Tax holiday withdrawal a hit below the belt: RIL
07 Sep 2009
While Anil Ambani's Reliance Natural Resources Ltd has mounted a strident media campaign against elder brother Mukesh Ambani's Reliance Industries Ltd over the gas price dispute, RIL has so far chosen a more dignified stance, rarely bothering to reply to RNRL's high-decibel accusations.
However, it now seems to have seen a need to publicly rebut RNRL's accusations. P M S Prasad, RIL executive director and head of its petroleum and natural gas business, has been tasked with defending RIL's position.
In an interview to CNBC-TV 18 last week, Prasad said RIL has not been able to scale up gas production due to delays in the formation of the new empowered group of ministers (See: Deora wants new ministers group set up for RIL gas). RNRL has been accusing it of deliberately slowing down output and hoarding gas.
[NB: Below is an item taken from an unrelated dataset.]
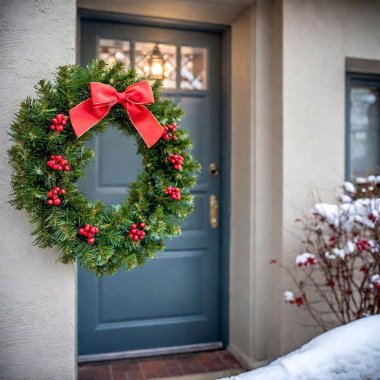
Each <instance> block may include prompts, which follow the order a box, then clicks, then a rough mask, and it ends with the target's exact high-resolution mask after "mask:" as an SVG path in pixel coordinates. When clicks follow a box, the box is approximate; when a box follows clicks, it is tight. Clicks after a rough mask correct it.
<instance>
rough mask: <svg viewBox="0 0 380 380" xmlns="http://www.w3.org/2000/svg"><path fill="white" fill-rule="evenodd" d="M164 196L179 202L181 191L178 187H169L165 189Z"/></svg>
mask: <svg viewBox="0 0 380 380" xmlns="http://www.w3.org/2000/svg"><path fill="white" fill-rule="evenodd" d="M165 194H166V195H169V196H170V198H171V199H173V200H177V201H180V200H181V191H180V189H179V188H178V187H172V186H169V187H167V188H166V189H165Z"/></svg>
On another of RNRL's major accusations, he said the government-mandated price of $4.2 per mmbtu for RIL's Krishna-Godavari gas is perfectly fair, being cheaper than the rest of the gas being sold in India, except in the administered price mechanism.
Prasad repeated most of his earlier points in an interview to Business Standard published today. He again dismissed RNRL's claim that buying gas at this price would entail a loss of Rs30,000 crore for the state-owned National Thermal Power Corporation, which is also party to the dispute that is now before the Supreme Court.
He said Reliance offered a fair deal to NTPC, which however did not accept it and went to court. He feels NTPC is the loser, because it is buying more expensive gas from elsewhere. Buying RIL's gas would in fact cut its production costs by about 50 per cent, he added.